Noida parents shield children from Aarushi murder aftermath

May 27th, 2008 - 4:26 pm ICT by admin  

By Azera Rahman
Noida, May 27 (IANS) Worried parents in the quiet Jal Vayu Vihar neighbourhood in this suburb of the national capital are apprehensive about sending their children out to play, fearing that the sordid theories being floated in the aftermath of teenager Aarushi Talwar’s murder could damage the young minds. Many also believe that the cold-blooded murders of Aarushi and a domestic help on May 15 could be the handiwork of a stranger who is still on the prowl and not that of the teenager’s father Rajesh, who has been arrested and charged with the murders.

Echoing the anguish like many parents is Sujata Jain. The homemaker finds it a challenge to handle her children, who are shaken up by the incident, and ask her some very sensitive questions that she finds hard to answer.

“At times you just don’t know what to answer to such questions as ‘Do you really think the father did it?’ It’s a very delicate issue and from their questions you can make out that the kids have been shaken by the incident,” Jain, a mother of two boys, told IANS.

Ever since the twin murders came to light, Jal Vayu Vihar, populated largely by retired armed forces officers, finds itself in very unwelcome limelight.

“The children have been affected (by the happenings). They keep hearing the news and find themselves in the midst of a media frenzy,” Jain added, the worry evident in her voice.

After speaking to a number of parents, it was evident that the murders had placed an enormous psychological burden on them. Most did not want to believe Rajesh Talwar was the murderer. Many feared it was an outsider who was responsible. There were even some, like Jain, who hoped just the opposite.

“Call it whatever but I hope that the accused is a part of the family…at least that would mean that it’s not an outsider who might be lurking in the neighbourhood,” Jain added worriedly.

Twelve-year-old Sonal spoke for many of her friends when said her mother had suddenly become very strict with her, monitoring her telephone calls and asking her endless questions whenever she wanted to step out of home.

“I hope things return to normal. My friends are facing a similar situation in their homes,” she said.

Saying that there is “distress on both sides” - among parents and children - psychiatrist Sameer Parikh said he had been receiving numerous calls every day since the murders took place.

“The incident has posed serious question about the fundamental framework of society and about all the safety parameters that we have such blind faith in. Naturally, children as well as their parents are very disturbed,” Parikh told IANS.

“What I constantly tell parents is that when their children ask them such questions as can a father kill his child, they should talk to them frankly and tell them that the world is made up of different people. Just because there are accidents on the roads we don’t stop driving, do we?

“It’s very important to let a child vent his feelings. Children are aware of the incident and unfortunately, there are more hypothetical situations than substantial ones, so it’s important to know what the child knows and then explain things to him accordingly,” he said.

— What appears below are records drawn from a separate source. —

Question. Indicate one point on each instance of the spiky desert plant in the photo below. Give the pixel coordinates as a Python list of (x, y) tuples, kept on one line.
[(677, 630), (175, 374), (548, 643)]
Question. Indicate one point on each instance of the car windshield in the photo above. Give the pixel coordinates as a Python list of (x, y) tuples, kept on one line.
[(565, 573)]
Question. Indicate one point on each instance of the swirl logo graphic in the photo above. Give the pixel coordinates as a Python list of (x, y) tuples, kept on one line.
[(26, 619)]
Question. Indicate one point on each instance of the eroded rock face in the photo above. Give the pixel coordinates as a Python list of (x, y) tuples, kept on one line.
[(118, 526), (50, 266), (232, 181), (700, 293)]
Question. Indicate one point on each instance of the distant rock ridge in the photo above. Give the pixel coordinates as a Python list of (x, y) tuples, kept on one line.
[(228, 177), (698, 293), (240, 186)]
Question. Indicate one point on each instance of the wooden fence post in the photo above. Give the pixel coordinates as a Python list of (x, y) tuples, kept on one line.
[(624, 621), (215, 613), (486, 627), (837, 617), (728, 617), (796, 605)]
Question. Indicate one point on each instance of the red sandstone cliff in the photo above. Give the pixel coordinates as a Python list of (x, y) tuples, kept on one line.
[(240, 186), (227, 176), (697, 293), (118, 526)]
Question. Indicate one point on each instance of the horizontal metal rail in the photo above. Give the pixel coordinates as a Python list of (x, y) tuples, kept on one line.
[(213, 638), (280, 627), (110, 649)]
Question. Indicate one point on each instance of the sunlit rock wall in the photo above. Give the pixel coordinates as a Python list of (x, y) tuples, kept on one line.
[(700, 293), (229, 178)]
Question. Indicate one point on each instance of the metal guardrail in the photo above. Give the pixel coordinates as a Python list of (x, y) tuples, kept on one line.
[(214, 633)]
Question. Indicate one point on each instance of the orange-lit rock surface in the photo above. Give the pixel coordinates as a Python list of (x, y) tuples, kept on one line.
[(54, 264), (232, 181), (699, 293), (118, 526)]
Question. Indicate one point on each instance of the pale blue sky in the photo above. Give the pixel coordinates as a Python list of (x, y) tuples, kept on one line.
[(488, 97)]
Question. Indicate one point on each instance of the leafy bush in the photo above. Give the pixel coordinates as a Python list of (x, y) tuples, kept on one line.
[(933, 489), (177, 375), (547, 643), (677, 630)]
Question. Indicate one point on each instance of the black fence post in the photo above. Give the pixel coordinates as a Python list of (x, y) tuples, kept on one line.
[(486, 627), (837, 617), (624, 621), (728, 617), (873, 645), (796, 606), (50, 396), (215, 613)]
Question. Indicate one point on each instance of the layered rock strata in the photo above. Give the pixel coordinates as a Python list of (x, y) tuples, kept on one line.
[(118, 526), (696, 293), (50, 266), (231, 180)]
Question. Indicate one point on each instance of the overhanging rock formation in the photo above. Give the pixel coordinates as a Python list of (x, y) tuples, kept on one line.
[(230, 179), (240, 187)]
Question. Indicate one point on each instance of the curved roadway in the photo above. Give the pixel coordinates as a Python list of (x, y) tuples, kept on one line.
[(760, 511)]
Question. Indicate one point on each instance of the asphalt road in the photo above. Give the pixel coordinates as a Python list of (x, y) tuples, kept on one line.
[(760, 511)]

Psychologist Naveen Kumar agreed.

“Parents should give the factual information to their children. One should remember that there are lots of rumours doing rounds as well…at this point of time it’s important for parents to tell what the facts are, otherwise their children will get to know all sorts of things from third parties,” Kumar said.

Like Jain, parents in the capital’s neighbourhoods are equally tense and are keeping a watch on their children, closely monitoring what they see on television.

Asmita Rai, a resident of south Delhi’s Chanakyapuri, said that ever since the murders, she has started monitoring what her kids, a son aged seven and a daughter aged 10, watch on TV.

“It’s maddening the kind of talk that is doing the rounds, both in the media and in our neighbourhood. After watching TV, my children start asking me all sorts of questions…then they get on the phone and discuss similar things with their friends,” the hapless mother said.

Kumar said that it’s very important for parents to keep the daily schedule at home as normal as possible.

“Once a child realises that there is no tension at home and things are just as normal, he will take everything in his stride. If he wants to watch TV, let him. And more importantly, let him talk his mind out,” he maintained.